A leisurely drive through the countryside to the impressive Burgley House. To describe it as a house is a massive understatement. The current estate is 11,200 acres in area, however this is a fraction of its original size. In the past it incorporated the entire nearby township and golf course, but gradually had to be sold off to pay land taxes, to ensure the amazing art collection remained intact. From the humble servants’ quarters and work areas, to the stately bedrooms, library and dining rooms, everything is on an immense scale. Entire rooms, from floor to ceiling, become canvasses for stunning Renaissance art. The expanse of the gardens and lovingly maintained. Sculptures adorn the lawns, hidden away amongst the trees and bushes, while a fabulous water garden is full of mysteries to explore.
Lincoln was a must as we planned to see the Magna Carta, disappointingly however the vast area of the castle that houses this historical document was closed for renovation! But that’s okay cos we can walk up the road to the stunning cathedral, described in the Lonely Planet as the most outstanding example of Gothic architecture in the country, but it was closing!!!! Timing’s everything. Short drive to Brigg and a special catch up with Pat Barlow at Artie’s Mill.
York (Jorvik) The northern capital
Thank goodness we have a sat nav as York’s menagerie of one way roads had us frustrated until we accidentally found our hotel near the Micklegate Bar, NO NOT A PUB, it’s a gateway into the walled city. Visited the Roman Baths dating back 2000 years, a fabulous Viking display centre (Jorvik is what York was called by the Vikings). Strolled through the Shambles, which originally housed many of the butchers of the city, but is now a potpourri of eateries, pubs, sweet shops, boutiques and numerous other businesses. Of course we spent an age in the York Minster, climbing the tower and visiting the under croft beneath the floors of the cathedral, which has exposed remains of the Roman garrison’s fort which was originally on the site. As impressive as the York minster is, it pales when compared to the size and ingenuity of the Roman’s development.

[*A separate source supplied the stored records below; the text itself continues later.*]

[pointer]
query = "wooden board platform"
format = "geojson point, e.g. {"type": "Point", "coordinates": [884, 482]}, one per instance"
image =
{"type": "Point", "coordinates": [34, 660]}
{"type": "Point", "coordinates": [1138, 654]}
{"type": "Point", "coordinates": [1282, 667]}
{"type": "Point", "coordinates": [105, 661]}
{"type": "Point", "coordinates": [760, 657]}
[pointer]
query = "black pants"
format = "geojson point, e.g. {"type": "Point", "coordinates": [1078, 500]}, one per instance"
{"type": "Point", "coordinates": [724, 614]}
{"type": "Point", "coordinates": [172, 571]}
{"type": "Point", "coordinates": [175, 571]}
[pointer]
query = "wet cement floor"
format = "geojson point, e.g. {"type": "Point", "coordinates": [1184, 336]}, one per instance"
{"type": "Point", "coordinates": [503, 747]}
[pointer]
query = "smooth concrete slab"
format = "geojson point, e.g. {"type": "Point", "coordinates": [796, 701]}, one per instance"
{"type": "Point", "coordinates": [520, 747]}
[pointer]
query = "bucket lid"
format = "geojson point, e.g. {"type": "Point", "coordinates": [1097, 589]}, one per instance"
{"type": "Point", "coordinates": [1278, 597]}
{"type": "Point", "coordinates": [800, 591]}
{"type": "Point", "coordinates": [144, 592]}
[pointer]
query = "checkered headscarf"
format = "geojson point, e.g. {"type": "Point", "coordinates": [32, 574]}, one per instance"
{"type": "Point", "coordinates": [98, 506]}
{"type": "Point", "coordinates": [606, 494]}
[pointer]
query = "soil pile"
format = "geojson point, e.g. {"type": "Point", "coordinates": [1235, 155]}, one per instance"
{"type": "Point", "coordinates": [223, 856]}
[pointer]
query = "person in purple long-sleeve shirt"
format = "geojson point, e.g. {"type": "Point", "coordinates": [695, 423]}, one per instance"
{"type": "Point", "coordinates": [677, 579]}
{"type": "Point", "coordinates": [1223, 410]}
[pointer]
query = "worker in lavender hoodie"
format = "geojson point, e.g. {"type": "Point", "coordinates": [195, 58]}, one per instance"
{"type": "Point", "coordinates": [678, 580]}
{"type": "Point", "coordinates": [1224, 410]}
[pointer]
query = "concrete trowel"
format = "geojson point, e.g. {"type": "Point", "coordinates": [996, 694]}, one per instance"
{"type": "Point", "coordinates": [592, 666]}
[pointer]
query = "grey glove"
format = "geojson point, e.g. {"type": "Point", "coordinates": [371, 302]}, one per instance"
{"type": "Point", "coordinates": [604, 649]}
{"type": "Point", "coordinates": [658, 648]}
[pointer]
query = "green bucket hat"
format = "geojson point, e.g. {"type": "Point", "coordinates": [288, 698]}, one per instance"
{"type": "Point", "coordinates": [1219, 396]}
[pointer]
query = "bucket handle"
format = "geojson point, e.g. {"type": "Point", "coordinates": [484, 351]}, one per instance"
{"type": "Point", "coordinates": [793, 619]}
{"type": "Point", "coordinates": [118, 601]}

York is ‘chockers’ with amazing displays and venues to understand the history of the Lancastrians and the Yorks, but have to admit I am bamboozled by the number of Henrys, Plantagenets, Edwards, Earls, Barons, throw in a couple of Marys who were queens, consorts, mothers and traitors………. include the Viking heirarchy which has 4 sons names starting with E and 5 with A and my confusion becomes evident.
To realize we are walking in the halls frequented by Kings and Queens, Archbishops and aristocrats, strolling the streets that conveyed Romans, Vikings, Normans and Saxons is difficult to comprehend, as our own history since white settlement is pretty uneventful in comparison.